Mark le cogió las manos. Ella estaba demasiado triste para apartarlas.

– Puesto que has cambiado de opinión una vez, hazlo otra vez -dijo, en tono persuasivo-. Ven conmigo, casémonos y tengamos hijos. Viviremos en una casa a pie de playa, y nuestros críos chapotearán en las olas. Serán rubios y bronceados, y crecerán jugando al tenis, practicando el surfing y pedaleando en bicicletas. ¿Cuántos niños quieres? ¿Dos? ¿Tres? ¿Seis?
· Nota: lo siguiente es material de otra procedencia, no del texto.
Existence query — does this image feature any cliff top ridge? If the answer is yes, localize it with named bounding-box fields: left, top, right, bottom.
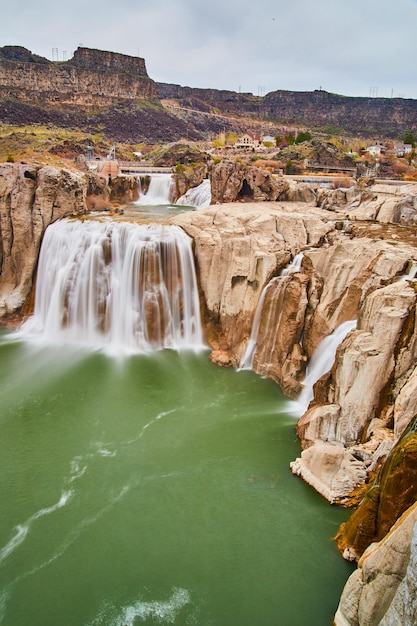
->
left=0, top=46, right=148, bottom=77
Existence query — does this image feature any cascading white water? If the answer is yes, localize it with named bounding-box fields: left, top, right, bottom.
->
left=176, top=178, right=211, bottom=209
left=292, top=320, right=356, bottom=415
left=22, top=219, right=203, bottom=352
left=239, top=252, right=304, bottom=370
left=136, top=173, right=173, bottom=205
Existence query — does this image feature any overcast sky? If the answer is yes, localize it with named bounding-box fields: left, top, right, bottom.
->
left=0, top=0, right=417, bottom=98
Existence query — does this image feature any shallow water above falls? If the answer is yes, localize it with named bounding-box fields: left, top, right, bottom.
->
left=0, top=340, right=351, bottom=626
left=0, top=212, right=353, bottom=626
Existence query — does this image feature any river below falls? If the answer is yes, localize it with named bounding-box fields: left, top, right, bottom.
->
left=0, top=334, right=353, bottom=626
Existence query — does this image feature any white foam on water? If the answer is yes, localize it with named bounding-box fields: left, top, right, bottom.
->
left=86, top=587, right=191, bottom=626
left=19, top=218, right=205, bottom=355
left=135, top=173, right=173, bottom=206
left=0, top=491, right=73, bottom=565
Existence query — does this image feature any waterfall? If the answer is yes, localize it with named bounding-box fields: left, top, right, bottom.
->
left=177, top=178, right=211, bottom=209
left=22, top=218, right=203, bottom=352
left=292, top=320, right=356, bottom=415
left=239, top=252, right=304, bottom=370
left=136, top=173, right=173, bottom=205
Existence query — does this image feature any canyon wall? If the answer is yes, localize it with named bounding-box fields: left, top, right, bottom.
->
left=0, top=164, right=417, bottom=626
left=0, top=163, right=109, bottom=318
left=0, top=46, right=156, bottom=107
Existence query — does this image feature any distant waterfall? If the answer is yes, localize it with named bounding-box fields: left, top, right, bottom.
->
left=293, top=320, right=356, bottom=415
left=136, top=173, right=173, bottom=205
left=239, top=252, right=303, bottom=373
left=22, top=219, right=203, bottom=352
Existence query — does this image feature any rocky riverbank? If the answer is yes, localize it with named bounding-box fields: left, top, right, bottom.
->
left=0, top=164, right=417, bottom=624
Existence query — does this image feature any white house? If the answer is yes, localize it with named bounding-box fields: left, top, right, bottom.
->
left=235, top=134, right=257, bottom=150
left=365, top=145, right=385, bottom=156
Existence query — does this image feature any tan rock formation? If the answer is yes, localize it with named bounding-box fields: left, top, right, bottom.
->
left=172, top=203, right=333, bottom=365
left=291, top=281, right=416, bottom=502
left=210, top=160, right=288, bottom=204
left=317, top=182, right=417, bottom=226
left=334, top=503, right=417, bottom=626
left=0, top=163, right=103, bottom=317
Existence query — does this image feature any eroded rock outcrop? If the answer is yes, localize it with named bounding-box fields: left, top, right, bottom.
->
left=0, top=163, right=108, bottom=317
left=210, top=160, right=288, bottom=204
left=334, top=503, right=417, bottom=626
left=173, top=203, right=334, bottom=365
left=316, top=182, right=417, bottom=226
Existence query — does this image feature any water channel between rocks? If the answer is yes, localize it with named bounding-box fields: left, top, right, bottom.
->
left=0, top=197, right=353, bottom=626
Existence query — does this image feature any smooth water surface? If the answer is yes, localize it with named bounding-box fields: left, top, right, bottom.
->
left=0, top=336, right=352, bottom=626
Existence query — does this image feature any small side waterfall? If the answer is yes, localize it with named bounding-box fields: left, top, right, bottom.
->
left=136, top=173, right=173, bottom=205
left=293, top=320, right=357, bottom=415
left=22, top=219, right=203, bottom=352
left=239, top=252, right=303, bottom=370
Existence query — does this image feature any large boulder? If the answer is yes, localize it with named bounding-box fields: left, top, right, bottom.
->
left=334, top=503, right=417, bottom=626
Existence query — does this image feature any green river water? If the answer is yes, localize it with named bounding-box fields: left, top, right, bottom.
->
left=0, top=334, right=352, bottom=626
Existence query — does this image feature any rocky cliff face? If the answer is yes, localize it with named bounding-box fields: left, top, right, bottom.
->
left=156, top=83, right=417, bottom=137
left=0, top=163, right=108, bottom=318
left=263, top=90, right=417, bottom=137
left=0, top=47, right=156, bottom=107
left=0, top=164, right=417, bottom=626
left=334, top=503, right=417, bottom=626
left=0, top=46, right=197, bottom=143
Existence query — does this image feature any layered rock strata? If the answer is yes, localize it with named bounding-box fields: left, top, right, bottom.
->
left=0, top=163, right=109, bottom=318
left=0, top=46, right=156, bottom=107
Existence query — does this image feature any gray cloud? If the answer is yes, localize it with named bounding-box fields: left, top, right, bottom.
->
left=0, top=0, right=417, bottom=98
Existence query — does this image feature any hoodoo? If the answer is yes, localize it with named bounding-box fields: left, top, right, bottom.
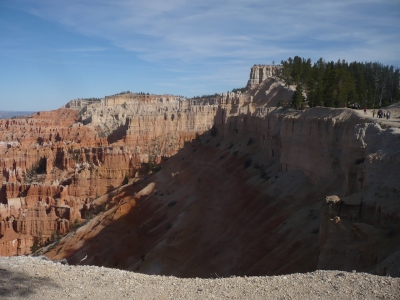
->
left=0, top=65, right=400, bottom=277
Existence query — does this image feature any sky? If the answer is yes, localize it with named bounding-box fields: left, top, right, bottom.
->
left=0, top=0, right=400, bottom=111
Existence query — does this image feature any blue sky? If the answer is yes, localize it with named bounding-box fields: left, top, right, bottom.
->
left=0, top=0, right=400, bottom=111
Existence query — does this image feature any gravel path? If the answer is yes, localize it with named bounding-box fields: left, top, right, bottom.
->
left=0, top=256, right=400, bottom=300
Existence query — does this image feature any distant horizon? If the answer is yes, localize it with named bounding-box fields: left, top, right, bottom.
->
left=0, top=0, right=400, bottom=111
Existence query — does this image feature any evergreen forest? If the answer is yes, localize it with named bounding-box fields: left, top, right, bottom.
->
left=279, top=56, right=400, bottom=108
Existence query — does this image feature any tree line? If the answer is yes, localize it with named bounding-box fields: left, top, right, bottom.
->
left=279, top=56, right=400, bottom=108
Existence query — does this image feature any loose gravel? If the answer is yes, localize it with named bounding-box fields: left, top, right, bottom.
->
left=0, top=256, right=400, bottom=300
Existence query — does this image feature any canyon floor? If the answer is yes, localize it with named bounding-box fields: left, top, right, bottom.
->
left=0, top=257, right=400, bottom=300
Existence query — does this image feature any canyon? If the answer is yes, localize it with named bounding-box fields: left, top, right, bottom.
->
left=0, top=65, right=400, bottom=278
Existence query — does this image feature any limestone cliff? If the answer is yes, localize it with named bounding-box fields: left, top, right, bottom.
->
left=0, top=66, right=400, bottom=277
left=41, top=98, right=400, bottom=277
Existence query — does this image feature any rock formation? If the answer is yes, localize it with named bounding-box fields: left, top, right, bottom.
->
left=247, top=65, right=281, bottom=88
left=0, top=66, right=400, bottom=277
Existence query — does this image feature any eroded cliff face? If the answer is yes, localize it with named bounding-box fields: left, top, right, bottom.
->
left=41, top=96, right=400, bottom=277
left=0, top=93, right=239, bottom=255
left=0, top=71, right=400, bottom=277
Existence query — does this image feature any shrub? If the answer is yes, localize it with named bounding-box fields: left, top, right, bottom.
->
left=210, top=125, right=218, bottom=137
left=122, top=175, right=129, bottom=185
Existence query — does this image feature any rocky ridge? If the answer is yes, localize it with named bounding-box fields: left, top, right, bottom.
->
left=0, top=70, right=400, bottom=278
left=0, top=257, right=400, bottom=300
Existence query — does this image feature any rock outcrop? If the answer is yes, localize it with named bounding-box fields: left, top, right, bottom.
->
left=0, top=66, right=400, bottom=277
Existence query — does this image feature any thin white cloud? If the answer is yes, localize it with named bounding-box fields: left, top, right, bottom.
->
left=5, top=0, right=400, bottom=67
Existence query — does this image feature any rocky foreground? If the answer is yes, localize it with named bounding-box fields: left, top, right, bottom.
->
left=0, top=256, right=400, bottom=300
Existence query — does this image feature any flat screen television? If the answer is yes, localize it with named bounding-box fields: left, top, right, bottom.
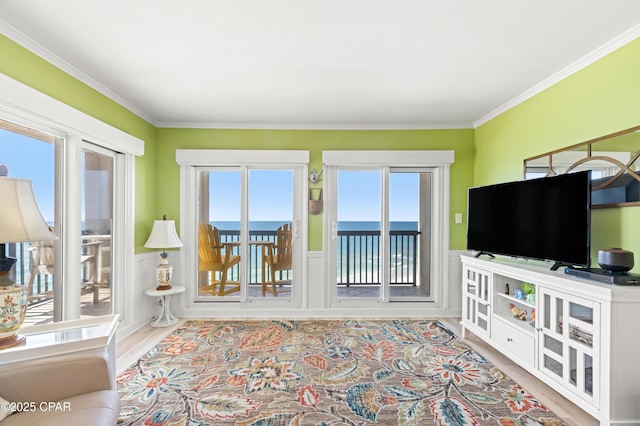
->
left=467, top=171, right=591, bottom=269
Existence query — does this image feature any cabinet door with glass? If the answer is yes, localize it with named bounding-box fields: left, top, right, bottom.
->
left=538, top=287, right=600, bottom=407
left=462, top=265, right=493, bottom=337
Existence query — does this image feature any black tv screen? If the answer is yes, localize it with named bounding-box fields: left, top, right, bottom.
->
left=467, top=171, right=591, bottom=269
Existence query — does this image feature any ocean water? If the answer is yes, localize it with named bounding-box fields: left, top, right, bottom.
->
left=211, top=221, right=418, bottom=284
left=210, top=220, right=418, bottom=231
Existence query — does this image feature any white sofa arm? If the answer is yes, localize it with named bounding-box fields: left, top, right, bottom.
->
left=0, top=354, right=115, bottom=404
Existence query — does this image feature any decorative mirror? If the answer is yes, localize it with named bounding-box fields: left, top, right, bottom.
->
left=524, top=126, right=640, bottom=207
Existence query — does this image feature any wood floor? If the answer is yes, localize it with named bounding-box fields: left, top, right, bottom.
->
left=116, top=318, right=599, bottom=426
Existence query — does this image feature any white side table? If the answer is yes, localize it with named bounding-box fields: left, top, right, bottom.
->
left=144, top=285, right=186, bottom=327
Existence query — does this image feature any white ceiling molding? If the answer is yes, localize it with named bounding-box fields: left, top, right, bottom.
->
left=0, top=0, right=640, bottom=130
left=156, top=122, right=473, bottom=130
left=473, top=24, right=640, bottom=128
left=0, top=73, right=144, bottom=155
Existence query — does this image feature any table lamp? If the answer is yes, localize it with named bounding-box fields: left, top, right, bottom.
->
left=0, top=164, right=58, bottom=349
left=144, top=215, right=182, bottom=290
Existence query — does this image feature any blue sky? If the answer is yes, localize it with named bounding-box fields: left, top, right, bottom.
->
left=0, top=129, right=55, bottom=223
left=0, top=129, right=419, bottom=222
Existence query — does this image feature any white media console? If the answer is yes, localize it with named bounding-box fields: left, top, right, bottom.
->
left=461, top=255, right=640, bottom=425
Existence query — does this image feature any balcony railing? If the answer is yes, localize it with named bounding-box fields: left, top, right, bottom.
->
left=220, top=230, right=420, bottom=287
left=337, top=231, right=420, bottom=287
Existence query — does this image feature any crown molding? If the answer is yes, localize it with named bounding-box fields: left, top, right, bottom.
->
left=0, top=19, right=155, bottom=125
left=473, top=24, right=640, bottom=128
left=155, top=122, right=473, bottom=130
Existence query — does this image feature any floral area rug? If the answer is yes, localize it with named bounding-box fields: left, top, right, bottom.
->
left=117, top=320, right=565, bottom=426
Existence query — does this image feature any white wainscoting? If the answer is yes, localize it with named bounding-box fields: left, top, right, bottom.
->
left=124, top=250, right=465, bottom=339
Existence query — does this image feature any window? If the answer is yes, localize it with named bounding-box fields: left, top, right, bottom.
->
left=177, top=150, right=308, bottom=307
left=323, top=151, right=453, bottom=306
left=0, top=74, right=144, bottom=324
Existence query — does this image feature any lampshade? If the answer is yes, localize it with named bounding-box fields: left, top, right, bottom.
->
left=144, top=220, right=182, bottom=249
left=0, top=176, right=58, bottom=243
left=0, top=174, right=58, bottom=349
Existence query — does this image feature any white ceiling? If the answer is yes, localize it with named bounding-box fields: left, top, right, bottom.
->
left=0, top=0, right=640, bottom=129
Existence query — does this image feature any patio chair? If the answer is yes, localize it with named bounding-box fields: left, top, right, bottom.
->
left=198, top=223, right=240, bottom=296
left=262, top=223, right=293, bottom=297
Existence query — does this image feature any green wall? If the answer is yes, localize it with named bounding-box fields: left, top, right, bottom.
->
left=474, top=39, right=640, bottom=272
left=156, top=129, right=473, bottom=250
left=0, top=35, right=157, bottom=252
left=6, top=30, right=640, bottom=262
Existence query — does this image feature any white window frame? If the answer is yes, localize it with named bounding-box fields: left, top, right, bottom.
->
left=322, top=150, right=454, bottom=308
left=176, top=149, right=309, bottom=315
left=0, top=74, right=144, bottom=325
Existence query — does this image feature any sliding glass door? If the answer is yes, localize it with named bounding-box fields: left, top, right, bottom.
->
left=80, top=144, right=116, bottom=316
left=329, top=167, right=431, bottom=304
left=197, top=167, right=298, bottom=301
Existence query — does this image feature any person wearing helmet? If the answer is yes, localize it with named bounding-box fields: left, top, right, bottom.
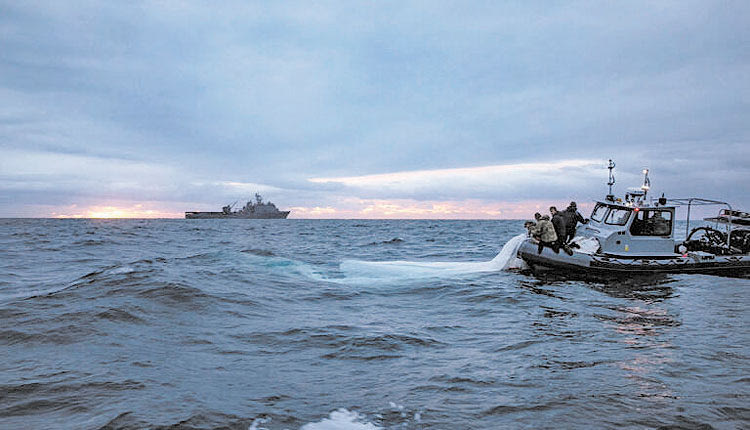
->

Pero Diana había superado su momento de debilidad.

– No está bien, Mark. Voy a volver a casa.

Leyó en los ojos de Mark que ahora le creía. Intercambiaron una mirada de tristeza. Durante un rato, los dos guardaron silencio.

Entonces, Mervyn entró.

Diana no daba crédito a sus ojos. Le miró como si fuera un fantasma. ¡No podía estar aquí, era imposible!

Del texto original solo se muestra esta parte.